TÉMOIGNAGE: Siaka Kouyaté, mort d’un journaliste au talent incontestable
La disparition du Directeur de publication et fondateur du journal Le Citoyen, le doyen Siaka Kouyaté, 62 ans, me donne l’occasion de livrer mon témoignage au sujet d’un homme que j’ai personnellement côtoyé et pour qui j’ai toujours eu un grand respect malgré nos divergences de points de vue sur certains aspects de la pratique du journalisme.
Si j’ai tenu à préciser plus haut ce pan de mes relations avec l’ancien secrétaire général du journal Horoya (poste qu’il a occupé), c’est d’abord par souci d’honnêteté. Nous avons défendu, sans juger mais parfois avec véhémence, des points de vue différents par rapport aux résultats de nos investigations, et tous ceux qui ont pratiqué la presse dans les années 90, après la création des premiers journaux indépendants, en sont parfaitement conscients.
Dans ma position de journaliste, rédacteur en chef au groupe de presse L’indépendant, j’avais osé critiqué dans un article d’opinion le « Grand » Siaka – c’est ainsi que je l’ai souvent appelé – et n’eût été l’intervention d’autres confrères qui nous ont précédé dans ce métier, les choses auraient pu tourner autrement.
Sans revenir dans des détails inutiles, l’affaire tournait autour de l’expulsion d’un journaliste qui a aujourd’hui disparu des radars, Louis Espérant Célestin, expulsé de Guinée à l’époque par le ministre de la sécurité Sékou Goureissy Condé, suite à la diffusion d’un article de presse. Siaka, dans son style incomparable, défendait la position du ministre de la sécurité et moi celle du journaliste. Ce fut l’un des plus grands conflits que j’ai eu avec le grand frère.
Avec le recul, sans renier nullement les valeurs et les principes que j’ai défendus fermement à cette époque (et que je continuerais de défendre), je reconnais que je n’avais pas fait l’effort de comprendre un homme, spécialiste de l’antiphrase, qui savait user du cynisme pour grossir les faits et gestes de nos dirigeants afin de mieux les tourner en dérision.

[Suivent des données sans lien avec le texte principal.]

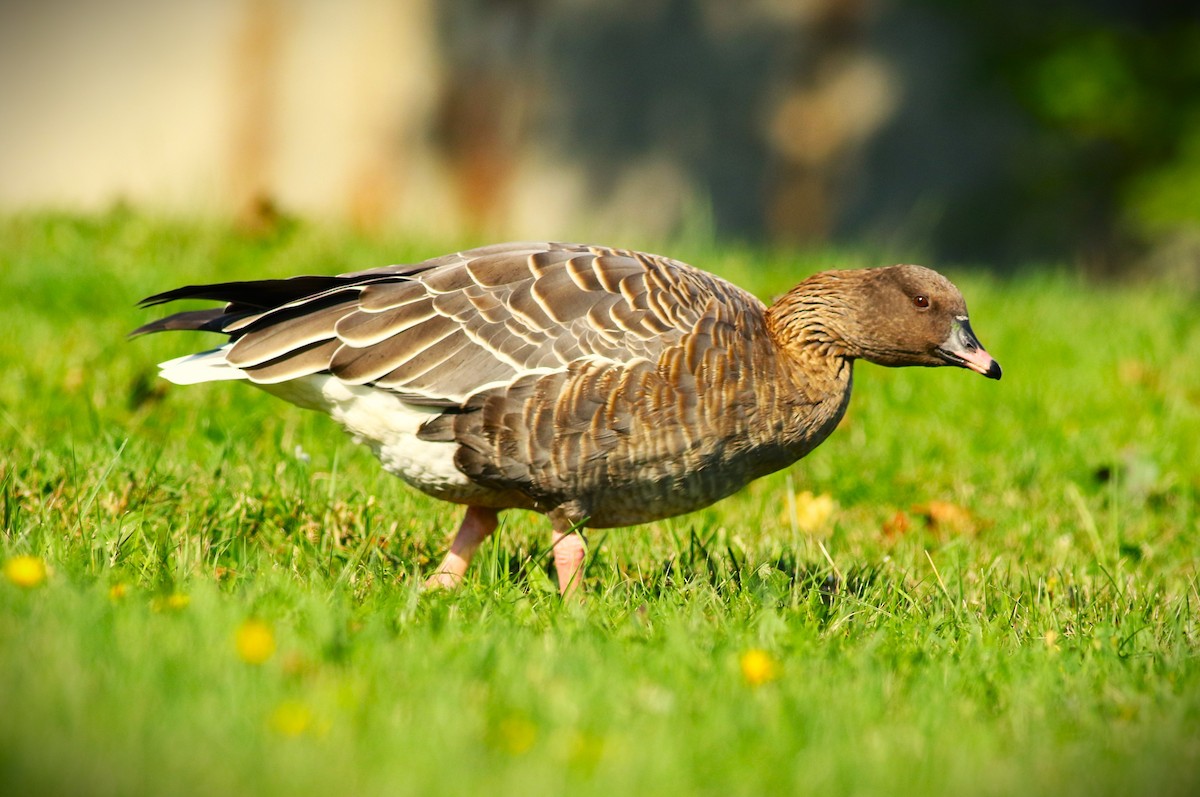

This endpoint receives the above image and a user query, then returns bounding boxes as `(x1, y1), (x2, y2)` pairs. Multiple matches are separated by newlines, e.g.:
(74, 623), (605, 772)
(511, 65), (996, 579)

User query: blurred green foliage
(940, 1), (1200, 268)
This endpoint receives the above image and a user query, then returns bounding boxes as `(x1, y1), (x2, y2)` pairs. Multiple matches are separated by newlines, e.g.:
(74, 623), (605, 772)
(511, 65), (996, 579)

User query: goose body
(136, 242), (1000, 593)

Siaka avait l’expérience que je n’avais pas et aujourd’hui, après l’avoir bien approché, je me rends compte que le journaliste pensait exactement le contraire de ce qu’il avait écrit à l’époque.
Dans l’ensemble de la presse guinéenne, avec des perles rares comme le doyen Biram Sacko (décédé il y a une près d’une quinzaine d’années) et l’écrivain William Sassine, jamais un journaliste n’a révélé un talent d’écriture aussi abouti.

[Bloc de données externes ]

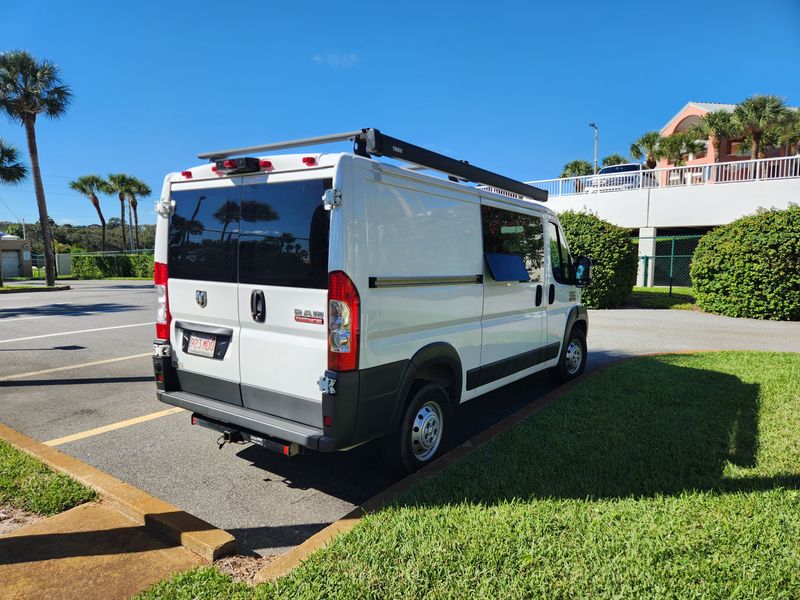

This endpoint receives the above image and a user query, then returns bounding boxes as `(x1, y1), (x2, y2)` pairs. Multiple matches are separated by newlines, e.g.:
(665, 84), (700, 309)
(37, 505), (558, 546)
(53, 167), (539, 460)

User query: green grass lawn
(629, 286), (697, 310)
(0, 439), (96, 515)
(139, 352), (800, 599)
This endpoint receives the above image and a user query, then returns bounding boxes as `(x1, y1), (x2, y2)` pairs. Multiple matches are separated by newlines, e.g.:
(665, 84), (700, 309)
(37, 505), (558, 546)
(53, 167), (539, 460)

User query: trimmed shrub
(71, 254), (154, 279)
(690, 205), (800, 320)
(559, 211), (638, 309)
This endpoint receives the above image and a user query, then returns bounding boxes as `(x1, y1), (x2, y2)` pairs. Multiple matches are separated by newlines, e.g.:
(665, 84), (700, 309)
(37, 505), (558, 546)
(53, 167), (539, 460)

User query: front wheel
(551, 328), (587, 383)
(381, 382), (451, 475)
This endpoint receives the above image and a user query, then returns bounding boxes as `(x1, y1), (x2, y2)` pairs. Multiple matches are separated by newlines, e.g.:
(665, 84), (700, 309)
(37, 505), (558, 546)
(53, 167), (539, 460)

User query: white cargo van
(153, 129), (591, 473)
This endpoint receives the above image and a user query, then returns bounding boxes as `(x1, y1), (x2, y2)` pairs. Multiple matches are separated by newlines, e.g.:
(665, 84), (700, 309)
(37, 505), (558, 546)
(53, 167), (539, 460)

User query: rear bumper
(156, 389), (333, 450)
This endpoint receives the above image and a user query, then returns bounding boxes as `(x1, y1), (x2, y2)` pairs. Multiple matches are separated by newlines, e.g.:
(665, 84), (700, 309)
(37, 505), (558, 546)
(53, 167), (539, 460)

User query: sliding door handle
(548, 284), (555, 305)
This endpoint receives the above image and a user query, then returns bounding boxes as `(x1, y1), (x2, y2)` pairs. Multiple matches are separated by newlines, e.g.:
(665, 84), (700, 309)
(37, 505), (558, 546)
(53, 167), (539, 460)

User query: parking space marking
(0, 322), (153, 344)
(0, 352), (151, 382)
(43, 407), (185, 447)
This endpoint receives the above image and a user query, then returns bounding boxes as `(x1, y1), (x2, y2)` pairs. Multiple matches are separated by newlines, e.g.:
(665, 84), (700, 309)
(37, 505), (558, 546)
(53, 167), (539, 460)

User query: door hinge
(317, 374), (337, 395)
(322, 188), (342, 210)
(155, 198), (175, 217)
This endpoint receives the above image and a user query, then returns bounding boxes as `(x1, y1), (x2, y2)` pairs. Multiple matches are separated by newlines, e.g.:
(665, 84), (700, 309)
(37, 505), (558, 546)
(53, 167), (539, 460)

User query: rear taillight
(154, 261), (171, 340)
(327, 271), (360, 371)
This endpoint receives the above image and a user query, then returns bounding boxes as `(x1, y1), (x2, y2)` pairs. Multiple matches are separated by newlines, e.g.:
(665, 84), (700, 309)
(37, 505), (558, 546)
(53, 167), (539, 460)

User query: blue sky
(1, 0), (798, 226)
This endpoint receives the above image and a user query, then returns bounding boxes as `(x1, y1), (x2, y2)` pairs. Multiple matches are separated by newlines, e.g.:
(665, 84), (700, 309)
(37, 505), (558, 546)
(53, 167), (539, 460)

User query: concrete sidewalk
(0, 501), (203, 600)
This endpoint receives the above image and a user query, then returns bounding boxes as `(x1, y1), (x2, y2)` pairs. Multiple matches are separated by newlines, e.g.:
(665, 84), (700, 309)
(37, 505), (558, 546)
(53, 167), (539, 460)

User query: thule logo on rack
(196, 290), (207, 308)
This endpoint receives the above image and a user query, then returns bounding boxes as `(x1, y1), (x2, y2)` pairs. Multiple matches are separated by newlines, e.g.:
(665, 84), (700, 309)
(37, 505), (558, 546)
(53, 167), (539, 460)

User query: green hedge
(559, 211), (638, 309)
(71, 254), (154, 279)
(690, 205), (800, 320)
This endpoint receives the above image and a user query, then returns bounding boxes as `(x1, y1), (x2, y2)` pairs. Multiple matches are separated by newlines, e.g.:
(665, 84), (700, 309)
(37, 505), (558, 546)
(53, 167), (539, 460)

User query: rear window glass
(239, 179), (331, 289)
(168, 186), (240, 282)
(168, 179), (331, 287)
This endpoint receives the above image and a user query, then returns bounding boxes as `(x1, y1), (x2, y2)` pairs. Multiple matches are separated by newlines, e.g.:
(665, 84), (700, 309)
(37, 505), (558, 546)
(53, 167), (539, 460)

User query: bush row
(71, 254), (154, 279)
(559, 211), (638, 309)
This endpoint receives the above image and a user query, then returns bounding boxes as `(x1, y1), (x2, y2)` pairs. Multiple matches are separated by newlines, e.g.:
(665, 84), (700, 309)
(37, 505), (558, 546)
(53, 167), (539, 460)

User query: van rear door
(168, 177), (243, 405)
(237, 176), (331, 428)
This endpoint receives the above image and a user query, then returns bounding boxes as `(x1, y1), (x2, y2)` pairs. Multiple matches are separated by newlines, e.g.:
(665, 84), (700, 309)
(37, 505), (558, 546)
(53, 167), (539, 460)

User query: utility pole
(588, 123), (599, 174)
(21, 218), (26, 240)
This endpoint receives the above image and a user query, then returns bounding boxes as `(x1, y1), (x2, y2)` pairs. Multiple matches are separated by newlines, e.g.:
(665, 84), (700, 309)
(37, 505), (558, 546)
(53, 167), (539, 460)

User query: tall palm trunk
(23, 118), (56, 286)
(118, 192), (127, 251)
(751, 134), (761, 160)
(130, 197), (140, 249)
(91, 193), (106, 251)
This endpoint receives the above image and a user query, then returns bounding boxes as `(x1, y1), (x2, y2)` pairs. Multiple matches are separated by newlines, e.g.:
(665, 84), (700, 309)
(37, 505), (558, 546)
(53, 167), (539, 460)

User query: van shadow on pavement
(399, 358), (797, 507)
(0, 302), (141, 319)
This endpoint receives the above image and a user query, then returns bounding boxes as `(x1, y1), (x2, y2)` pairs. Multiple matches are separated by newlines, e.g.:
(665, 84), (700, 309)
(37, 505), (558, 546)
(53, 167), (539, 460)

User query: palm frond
(0, 138), (28, 184)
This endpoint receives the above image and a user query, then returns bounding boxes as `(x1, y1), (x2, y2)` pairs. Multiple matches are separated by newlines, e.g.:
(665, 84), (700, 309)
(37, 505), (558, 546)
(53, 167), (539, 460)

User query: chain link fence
(635, 235), (702, 292)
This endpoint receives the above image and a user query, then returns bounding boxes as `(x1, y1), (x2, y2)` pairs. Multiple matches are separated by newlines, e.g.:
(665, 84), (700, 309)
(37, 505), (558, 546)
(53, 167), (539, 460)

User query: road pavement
(2, 281), (799, 555)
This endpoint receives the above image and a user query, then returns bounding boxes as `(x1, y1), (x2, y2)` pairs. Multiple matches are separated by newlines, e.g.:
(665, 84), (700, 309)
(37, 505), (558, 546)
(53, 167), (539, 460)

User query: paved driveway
(1, 281), (798, 556)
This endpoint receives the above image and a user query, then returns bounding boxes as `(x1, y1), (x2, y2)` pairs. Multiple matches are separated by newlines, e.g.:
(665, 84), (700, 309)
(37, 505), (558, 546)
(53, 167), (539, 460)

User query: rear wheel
(381, 382), (451, 475)
(551, 327), (587, 383)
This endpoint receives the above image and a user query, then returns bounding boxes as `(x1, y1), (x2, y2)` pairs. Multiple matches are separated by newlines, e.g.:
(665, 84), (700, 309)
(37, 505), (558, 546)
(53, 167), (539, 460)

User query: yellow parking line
(0, 353), (151, 382)
(43, 407), (185, 447)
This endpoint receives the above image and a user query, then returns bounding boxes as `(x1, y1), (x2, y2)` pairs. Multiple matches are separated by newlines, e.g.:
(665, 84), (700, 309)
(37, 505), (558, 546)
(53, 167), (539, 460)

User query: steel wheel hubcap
(565, 339), (583, 375)
(410, 401), (443, 461)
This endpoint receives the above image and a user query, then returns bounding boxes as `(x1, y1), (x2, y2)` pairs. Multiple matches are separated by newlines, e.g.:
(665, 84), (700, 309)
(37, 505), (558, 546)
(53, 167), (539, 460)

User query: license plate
(187, 333), (217, 358)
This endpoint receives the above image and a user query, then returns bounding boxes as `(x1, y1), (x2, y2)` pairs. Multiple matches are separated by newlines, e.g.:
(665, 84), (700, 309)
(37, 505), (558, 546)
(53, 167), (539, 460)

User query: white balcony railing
(527, 155), (800, 198)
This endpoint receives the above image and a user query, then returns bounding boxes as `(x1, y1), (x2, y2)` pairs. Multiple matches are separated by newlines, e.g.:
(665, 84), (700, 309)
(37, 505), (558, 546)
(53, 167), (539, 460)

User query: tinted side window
(168, 186), (240, 282)
(481, 205), (545, 282)
(547, 221), (572, 284)
(239, 179), (331, 289)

Siaka, qui se fondait sur un vécu solide et une vaste culture, était un as des phrases simples mais puissantes, un véritable penseur parmi nous. De sa plume exquise, il savait défendre ses positions, y compris les plus contestables. Même ceux qui ne l’aimaient pas du tout respectaient le génie de sa plume !

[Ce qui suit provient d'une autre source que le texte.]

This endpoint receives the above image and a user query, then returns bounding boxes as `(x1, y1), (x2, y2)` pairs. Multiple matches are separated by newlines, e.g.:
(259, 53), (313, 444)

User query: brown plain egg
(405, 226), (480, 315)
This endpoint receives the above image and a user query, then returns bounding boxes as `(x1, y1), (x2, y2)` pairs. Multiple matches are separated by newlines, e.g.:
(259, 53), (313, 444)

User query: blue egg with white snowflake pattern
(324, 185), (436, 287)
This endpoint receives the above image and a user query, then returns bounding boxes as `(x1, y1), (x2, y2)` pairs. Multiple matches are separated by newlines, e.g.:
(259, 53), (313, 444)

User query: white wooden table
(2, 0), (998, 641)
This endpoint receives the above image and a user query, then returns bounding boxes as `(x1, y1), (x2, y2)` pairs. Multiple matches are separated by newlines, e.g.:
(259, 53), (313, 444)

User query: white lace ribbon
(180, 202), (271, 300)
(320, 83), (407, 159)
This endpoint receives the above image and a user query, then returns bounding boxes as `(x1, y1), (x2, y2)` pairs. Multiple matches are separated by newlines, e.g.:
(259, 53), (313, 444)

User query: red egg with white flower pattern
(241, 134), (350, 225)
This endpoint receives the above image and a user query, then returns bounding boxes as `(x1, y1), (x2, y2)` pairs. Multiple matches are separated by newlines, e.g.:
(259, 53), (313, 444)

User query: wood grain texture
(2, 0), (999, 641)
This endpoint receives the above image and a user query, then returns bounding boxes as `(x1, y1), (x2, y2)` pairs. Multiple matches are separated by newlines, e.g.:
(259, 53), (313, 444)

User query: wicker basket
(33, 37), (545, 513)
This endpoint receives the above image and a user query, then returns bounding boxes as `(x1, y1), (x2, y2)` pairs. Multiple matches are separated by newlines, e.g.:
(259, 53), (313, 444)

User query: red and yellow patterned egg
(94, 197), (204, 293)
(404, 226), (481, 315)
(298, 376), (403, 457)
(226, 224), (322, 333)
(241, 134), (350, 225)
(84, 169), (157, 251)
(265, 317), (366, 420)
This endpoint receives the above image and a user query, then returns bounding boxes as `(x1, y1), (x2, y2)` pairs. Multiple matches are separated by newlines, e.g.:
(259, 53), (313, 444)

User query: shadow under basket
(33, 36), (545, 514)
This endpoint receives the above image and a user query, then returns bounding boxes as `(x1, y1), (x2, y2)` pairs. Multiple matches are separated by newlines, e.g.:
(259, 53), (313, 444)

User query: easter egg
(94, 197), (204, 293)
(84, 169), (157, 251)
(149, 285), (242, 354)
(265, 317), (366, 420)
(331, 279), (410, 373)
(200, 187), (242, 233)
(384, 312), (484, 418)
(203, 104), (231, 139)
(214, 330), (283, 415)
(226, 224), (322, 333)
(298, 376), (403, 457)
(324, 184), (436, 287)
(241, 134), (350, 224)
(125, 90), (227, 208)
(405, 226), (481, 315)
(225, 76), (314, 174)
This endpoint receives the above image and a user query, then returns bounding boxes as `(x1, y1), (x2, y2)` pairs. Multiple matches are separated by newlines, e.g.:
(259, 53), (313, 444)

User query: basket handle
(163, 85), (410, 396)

Pour ceux qui ne le savent pas, Siaka Kouyaté est un officier de l’armée guinéenne, formé en Russie et en France (il est promotionnaire des commandants Yaya Sow et Kader Doumbouya, projetés sous les feux de la rampe après la mutinerie sanglante des 2 et 3 février 1996).
L’homme a démissionné de la grande muette pour bifurquer dans le secteur du transit, avant de tomber dans le journalisme « par accident » – il le disait lui-même. Je dirais qu’il y est arrivé naturellement, parce qu’il faisait partie de cette élite talentueuse qui trouvait sa voie quelles que soient les circonstances. Quand on pense qu’il aurait pu finir général d’armées !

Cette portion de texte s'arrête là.